О чём она только думала, жаря нам эти потроха? Я представил себе тёмную улицу, представил одинокую тётушку, торопливо семенящую к себе в закусочную. Женщина она была норовистая, ничего не скажешь, но старость уже положила свою тяжёлую руку ей на плечо, и на улице на неё уже не оглядывались. Она была одинока, о чём красноречиво говорило то карликовое деревце, которое она мне подарила. Но беспокоиться о ней не следовало. Она привыкла жить, истекая кровью в одиночестве, и уж в моей заботе точно не нуждалась. Тётушка сказала, что Яманэ — «ангел». Он искал меня почти четыре года. Был ли я достоин его внимания? Сомнительно. Но его приезд безусловно что-то значил.
Карликовое деревце тётушки Сэйко засыхало. Я понимал, что сколько бы я не поливал его, в пекле этой комнаты ему не выжить. Но почему-то хотел спасти его во что бы то ни стало. Я решил каждый вечер выносить его на пустырь за домом, чтобы оно напиталось там вечерней росой, лучами рассветного солнца, а утром, когда Сай уйдёт, приносить его обратно в комнату. Но любому существу, однажды познавшему смертельное истощение, обрести второе дыхание нелегко. И с каждым днём признаки смерти становились отчётливее.

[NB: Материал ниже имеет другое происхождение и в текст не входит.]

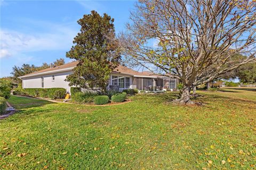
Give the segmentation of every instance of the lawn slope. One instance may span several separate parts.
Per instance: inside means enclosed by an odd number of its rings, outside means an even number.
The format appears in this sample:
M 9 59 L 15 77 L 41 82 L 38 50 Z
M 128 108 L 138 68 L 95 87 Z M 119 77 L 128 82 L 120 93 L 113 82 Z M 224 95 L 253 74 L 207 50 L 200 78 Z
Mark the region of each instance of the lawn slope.
M 249 89 L 199 92 L 200 107 L 171 104 L 175 92 L 106 107 L 12 96 L 20 111 L 0 121 L 0 169 L 255 168 Z

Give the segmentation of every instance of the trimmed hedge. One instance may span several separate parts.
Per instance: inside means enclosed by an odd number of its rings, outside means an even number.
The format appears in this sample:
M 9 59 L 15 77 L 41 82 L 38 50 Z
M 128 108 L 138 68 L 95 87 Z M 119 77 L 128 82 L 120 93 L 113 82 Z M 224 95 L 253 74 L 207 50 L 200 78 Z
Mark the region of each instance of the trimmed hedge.
M 30 88 L 25 89 L 25 92 L 30 96 L 49 97 L 52 99 L 62 99 L 65 97 L 66 90 L 64 88 Z
M 109 98 L 108 96 L 98 96 L 94 97 L 95 105 L 105 105 L 108 103 Z
M 6 80 L 0 80 L 0 97 L 6 99 L 11 96 L 11 84 Z
M 106 95 L 108 96 L 108 97 L 109 98 L 109 99 L 111 99 L 111 97 L 112 96 L 114 96 L 115 95 L 119 94 L 120 92 L 117 91 L 117 90 L 109 90 L 107 91 L 106 93 Z
M 94 97 L 98 95 L 98 94 L 90 91 L 76 92 L 72 96 L 72 100 L 81 104 L 91 103 L 94 101 Z
M 138 94 L 138 92 L 139 92 L 139 90 L 137 89 L 127 89 L 123 90 L 123 92 L 125 92 L 126 94 L 133 95 L 133 94 Z
M 74 95 L 77 92 L 81 92 L 81 88 L 77 87 L 70 87 L 70 93 L 71 95 Z
M 113 102 L 123 102 L 126 98 L 126 93 L 122 92 L 122 94 L 116 94 L 111 97 L 111 100 Z
M 0 114 L 5 112 L 5 108 L 6 108 L 6 100 L 0 97 Z

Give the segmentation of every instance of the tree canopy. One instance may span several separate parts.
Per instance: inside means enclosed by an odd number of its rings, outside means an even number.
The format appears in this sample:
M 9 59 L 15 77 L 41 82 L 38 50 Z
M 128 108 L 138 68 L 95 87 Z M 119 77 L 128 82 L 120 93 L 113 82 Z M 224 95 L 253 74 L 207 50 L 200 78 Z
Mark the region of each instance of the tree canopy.
M 110 73 L 120 58 L 114 21 L 106 13 L 101 16 L 92 11 L 77 21 L 81 29 L 74 38 L 75 45 L 66 55 L 79 62 L 67 78 L 70 86 L 106 90 Z
M 180 79 L 184 86 L 177 101 L 193 104 L 191 87 L 255 62 L 255 4 L 252 1 L 140 1 L 127 31 L 119 37 L 121 46 L 129 61 Z M 246 57 L 234 61 L 235 53 Z

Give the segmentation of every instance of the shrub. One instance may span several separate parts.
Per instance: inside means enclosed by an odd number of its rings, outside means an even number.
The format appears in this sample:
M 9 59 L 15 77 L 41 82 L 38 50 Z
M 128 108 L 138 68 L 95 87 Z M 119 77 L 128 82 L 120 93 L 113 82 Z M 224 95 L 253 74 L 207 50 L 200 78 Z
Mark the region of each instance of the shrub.
M 39 97 L 45 98 L 47 97 L 47 91 L 46 89 L 41 89 L 39 91 Z
M 11 96 L 11 90 L 12 85 L 10 81 L 1 80 L 0 81 L 0 97 L 6 99 L 9 98 Z
M 98 96 L 94 97 L 95 105 L 105 105 L 108 103 L 109 98 L 108 96 Z
M 125 92 L 127 94 L 129 95 L 133 95 L 138 94 L 139 90 L 138 89 L 127 89 L 123 90 L 123 92 Z
M 49 97 L 52 99 L 61 99 L 65 97 L 66 89 L 54 88 L 29 88 L 25 89 L 26 94 L 34 97 Z
M 109 90 L 107 91 L 107 92 L 106 93 L 106 95 L 108 96 L 108 98 L 110 99 L 111 99 L 111 97 L 112 97 L 112 96 L 118 94 L 119 93 L 120 93 L 120 92 L 119 92 L 117 90 Z
M 48 97 L 52 99 L 62 99 L 65 97 L 66 89 L 64 88 L 49 88 L 47 89 Z
M 211 91 L 217 91 L 218 90 L 218 88 L 217 87 L 211 87 L 208 90 Z
M 26 95 L 26 93 L 25 92 L 25 90 L 22 89 L 22 88 L 18 88 L 15 89 L 15 91 L 13 91 L 12 94 L 13 94 L 13 95 Z
M 235 83 L 233 81 L 226 81 L 225 82 L 225 85 L 227 87 L 237 87 L 239 85 L 239 83 Z
M 77 87 L 70 87 L 71 95 L 74 95 L 77 92 L 81 92 L 81 88 Z
M 0 114 L 5 112 L 5 108 L 6 108 L 6 100 L 0 97 Z
M 81 104 L 91 103 L 93 102 L 94 97 L 98 95 L 98 94 L 90 91 L 78 92 L 72 96 L 72 100 Z
M 126 93 L 116 94 L 111 97 L 111 100 L 113 102 L 123 102 L 126 98 Z

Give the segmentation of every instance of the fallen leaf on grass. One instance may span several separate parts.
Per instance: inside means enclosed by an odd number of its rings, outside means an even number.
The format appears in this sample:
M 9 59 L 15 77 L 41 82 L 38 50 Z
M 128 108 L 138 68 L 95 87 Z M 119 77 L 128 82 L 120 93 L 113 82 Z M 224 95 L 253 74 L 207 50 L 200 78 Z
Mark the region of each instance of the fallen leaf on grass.
M 18 154 L 17 156 L 18 156 L 18 157 L 23 157 L 24 156 L 25 156 L 26 155 L 27 155 L 27 154 L 22 153 L 22 154 Z

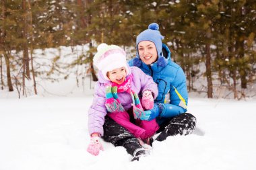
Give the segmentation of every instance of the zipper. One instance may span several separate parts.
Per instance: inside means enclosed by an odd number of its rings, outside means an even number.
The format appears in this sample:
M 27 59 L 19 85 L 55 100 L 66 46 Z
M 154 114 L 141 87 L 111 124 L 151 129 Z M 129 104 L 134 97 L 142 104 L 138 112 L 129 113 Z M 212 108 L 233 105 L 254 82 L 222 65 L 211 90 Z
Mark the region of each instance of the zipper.
M 151 68 L 151 65 L 148 65 L 148 68 L 150 68 L 150 70 L 151 71 L 151 77 L 153 77 L 153 70 L 152 68 Z

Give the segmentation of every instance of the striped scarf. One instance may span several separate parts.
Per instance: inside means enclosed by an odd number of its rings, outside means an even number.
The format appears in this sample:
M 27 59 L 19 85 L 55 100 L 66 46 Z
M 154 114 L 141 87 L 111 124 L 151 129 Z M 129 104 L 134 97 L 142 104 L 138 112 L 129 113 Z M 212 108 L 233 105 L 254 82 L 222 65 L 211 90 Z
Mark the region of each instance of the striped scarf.
M 144 111 L 137 94 L 131 88 L 132 78 L 132 75 L 130 75 L 121 85 L 118 85 L 115 83 L 106 85 L 105 105 L 108 112 L 115 113 L 125 111 L 118 98 L 117 93 L 126 91 L 131 94 L 133 99 L 131 105 L 133 105 L 134 118 L 137 119 L 141 118 L 142 114 L 144 114 Z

В каждом человеке живёт святой и дьявол. В каждом — включая, разумеется, и Яманэ Коити. Его приезд произвёл на меня глубокое впечатление. Человек он был странный: поступив на работу в газету, он и не подумал попроситься в редакцию, где мечтают работать все, а пожелал устроиться в отделе мероприятий, то есть на чёрную работу. Лучше всего он чувствовал себя в тени, наблюдая оттуда за теми, кто исступлённо мечется в ярких лучах солнца. Потому он и приехал поглядеть, что стало со мной. Я спросил его, как он сам поживает. Он усмехнулся, выдал мне своё неизменное: «Да ладно, чего там рассказывать?» и как всегда о себе не обмолвился ни словом. Но одна перемена в нём всё же произошла. Он приехал не просто для того, чтобы насладиться зрелищем моего падения.

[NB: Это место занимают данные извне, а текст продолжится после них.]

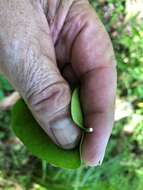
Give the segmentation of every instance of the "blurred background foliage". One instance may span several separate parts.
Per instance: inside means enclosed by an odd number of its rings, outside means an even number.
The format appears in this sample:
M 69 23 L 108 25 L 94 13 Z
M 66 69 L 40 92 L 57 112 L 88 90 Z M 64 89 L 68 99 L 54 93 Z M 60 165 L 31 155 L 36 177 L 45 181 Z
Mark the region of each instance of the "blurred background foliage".
M 118 61 L 121 109 L 104 163 L 74 171 L 52 167 L 30 155 L 11 131 L 10 111 L 0 111 L 0 190 L 143 189 L 143 2 L 90 2 L 112 38 Z M 12 92 L 0 75 L 0 100 Z

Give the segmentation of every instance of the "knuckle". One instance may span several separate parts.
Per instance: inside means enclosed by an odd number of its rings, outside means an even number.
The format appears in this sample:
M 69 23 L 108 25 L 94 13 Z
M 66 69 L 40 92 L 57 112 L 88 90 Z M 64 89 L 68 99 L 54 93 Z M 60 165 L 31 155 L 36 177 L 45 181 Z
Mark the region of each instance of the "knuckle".
M 36 114 L 46 112 L 48 117 L 64 109 L 70 103 L 70 89 L 66 82 L 52 83 L 28 98 L 28 104 Z

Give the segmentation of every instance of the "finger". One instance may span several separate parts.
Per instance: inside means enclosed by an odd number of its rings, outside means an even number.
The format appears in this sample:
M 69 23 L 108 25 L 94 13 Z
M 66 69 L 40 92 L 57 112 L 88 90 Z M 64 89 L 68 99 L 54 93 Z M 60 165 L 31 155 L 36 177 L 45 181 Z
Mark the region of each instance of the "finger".
M 84 4 L 77 8 L 83 27 L 72 48 L 72 67 L 81 82 L 80 98 L 86 127 L 82 159 L 89 166 L 103 161 L 114 121 L 116 66 L 111 41 L 94 11 Z
M 57 68 L 43 9 L 35 1 L 2 1 L 0 13 L 3 73 L 51 139 L 62 148 L 75 147 L 80 131 L 70 118 L 70 88 Z

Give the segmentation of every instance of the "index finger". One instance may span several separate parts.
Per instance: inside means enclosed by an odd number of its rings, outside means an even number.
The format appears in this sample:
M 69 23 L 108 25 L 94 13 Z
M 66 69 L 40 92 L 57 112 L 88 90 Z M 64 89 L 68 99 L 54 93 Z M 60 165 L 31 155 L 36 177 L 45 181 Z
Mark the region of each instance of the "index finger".
M 95 12 L 80 11 L 83 27 L 72 48 L 72 67 L 80 79 L 80 99 L 86 127 L 82 159 L 90 166 L 103 161 L 114 123 L 116 62 L 111 41 Z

Он приехал сказать мне: «Попробуй, вылови ситом луну со дна пруда». Приехал и сказал, хотя за его словами не стояло ровным счётом ничего. Он не рисковал своей жизнью, и поэтому его слова нисколько меня не тронули. Ая знала, что за каждое слово, которое она произнесла в тот вечер во тьме моей комнаты, она может поплатиться жизнью. И всё же сказала. Сказала: «встань», «расстегни», «а теперь туда»… Наверное, Яманэ хотел сказать мне, что я должен писать именно такие слова, слова, которые могут стоить мне жизни, но его собственные слова были не такие. Они были пусты. Её же слова шли от сердца, шли от её сути, и потому не могли не затронуть моё сердце, не проникнуть в самую суть моего существа.